安田氏も「多くの人は『負けないこと』に意識を割きすぎる」と賛同。1989年末以降に株価が大きく上昇した日本の銘柄を見てみると、ゼンショー、レーザーテック、LINEヤフー、ファーストリテイリングといった企業が並び、1位から10位までのほとんどを創業経営者による企業が占める。

なかでもパン・パシフィック・インターナショナルホールディングスの株価は78倍にも上昇している。

「戦後の40年間は、『明日は良くなる』『未来は良くなる』と信じて皆が頑張っていた時代だった。その志を持った経営者にとって、長期的な視点と短期的な結果は『or』ではなく『and』。しかし、彼らが引退し、短期的な損失を恐れる経営者が増えたことが、大きな分岐点。日本が運を下げる大きな要因となった」と指摘する。
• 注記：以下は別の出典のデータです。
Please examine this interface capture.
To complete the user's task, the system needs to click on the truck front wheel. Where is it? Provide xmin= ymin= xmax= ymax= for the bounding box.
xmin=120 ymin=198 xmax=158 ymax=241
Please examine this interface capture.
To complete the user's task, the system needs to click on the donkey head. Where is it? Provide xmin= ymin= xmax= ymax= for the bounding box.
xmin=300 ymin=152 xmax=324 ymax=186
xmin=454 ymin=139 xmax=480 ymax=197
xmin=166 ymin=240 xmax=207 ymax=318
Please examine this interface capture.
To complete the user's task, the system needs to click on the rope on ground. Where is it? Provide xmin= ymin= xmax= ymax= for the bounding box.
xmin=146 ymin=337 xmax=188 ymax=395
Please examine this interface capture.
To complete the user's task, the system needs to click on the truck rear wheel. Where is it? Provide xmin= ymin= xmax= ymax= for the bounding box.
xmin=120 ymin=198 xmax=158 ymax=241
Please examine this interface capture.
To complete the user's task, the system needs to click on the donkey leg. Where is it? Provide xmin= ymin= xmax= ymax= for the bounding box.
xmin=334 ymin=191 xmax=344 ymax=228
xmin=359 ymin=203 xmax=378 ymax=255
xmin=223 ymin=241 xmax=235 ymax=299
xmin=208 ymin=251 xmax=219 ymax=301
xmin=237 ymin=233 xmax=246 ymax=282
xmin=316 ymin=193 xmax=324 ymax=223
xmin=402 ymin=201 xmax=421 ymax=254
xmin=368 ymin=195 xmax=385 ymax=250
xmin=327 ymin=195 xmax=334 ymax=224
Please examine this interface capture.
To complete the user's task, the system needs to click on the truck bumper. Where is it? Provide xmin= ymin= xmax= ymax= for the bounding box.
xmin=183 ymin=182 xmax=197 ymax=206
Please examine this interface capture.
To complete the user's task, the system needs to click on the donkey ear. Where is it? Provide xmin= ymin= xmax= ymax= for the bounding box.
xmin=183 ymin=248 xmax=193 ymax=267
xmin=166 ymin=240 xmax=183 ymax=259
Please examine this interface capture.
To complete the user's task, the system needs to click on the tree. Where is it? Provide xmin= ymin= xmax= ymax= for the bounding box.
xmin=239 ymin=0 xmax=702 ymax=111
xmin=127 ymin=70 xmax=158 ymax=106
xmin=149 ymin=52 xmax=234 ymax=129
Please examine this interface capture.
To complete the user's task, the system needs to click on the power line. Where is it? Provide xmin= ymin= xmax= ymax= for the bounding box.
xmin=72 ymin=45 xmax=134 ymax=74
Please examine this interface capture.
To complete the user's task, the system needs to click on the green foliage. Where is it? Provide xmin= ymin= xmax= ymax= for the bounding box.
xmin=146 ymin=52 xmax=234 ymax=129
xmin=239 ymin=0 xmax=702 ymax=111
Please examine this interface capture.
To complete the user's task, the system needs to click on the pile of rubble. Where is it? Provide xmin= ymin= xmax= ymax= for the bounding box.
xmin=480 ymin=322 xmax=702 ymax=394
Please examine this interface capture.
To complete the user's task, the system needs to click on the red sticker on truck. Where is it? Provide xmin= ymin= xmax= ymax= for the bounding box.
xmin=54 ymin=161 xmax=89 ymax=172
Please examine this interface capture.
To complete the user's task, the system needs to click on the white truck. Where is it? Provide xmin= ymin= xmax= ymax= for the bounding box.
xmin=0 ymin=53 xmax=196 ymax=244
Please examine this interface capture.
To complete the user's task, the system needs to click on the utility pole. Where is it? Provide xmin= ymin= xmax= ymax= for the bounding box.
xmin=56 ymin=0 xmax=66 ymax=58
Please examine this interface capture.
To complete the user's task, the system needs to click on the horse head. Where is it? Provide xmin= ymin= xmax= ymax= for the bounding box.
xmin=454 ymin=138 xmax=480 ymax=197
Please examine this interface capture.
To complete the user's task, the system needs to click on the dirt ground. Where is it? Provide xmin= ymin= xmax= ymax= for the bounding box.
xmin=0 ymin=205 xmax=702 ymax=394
「人生では1点差の勝ちは10点差の勝ちの10分の1の価値しかない。だからホームランを狙う発想が育たず、GAFAのような企業が出てこなかった」(安田氏)

点差を守る野球から、ホームランを狙う野球へ──その転換こそが、日本の次の成長を決めるのかもしれない。

※個別銘柄を推奨するものではありません。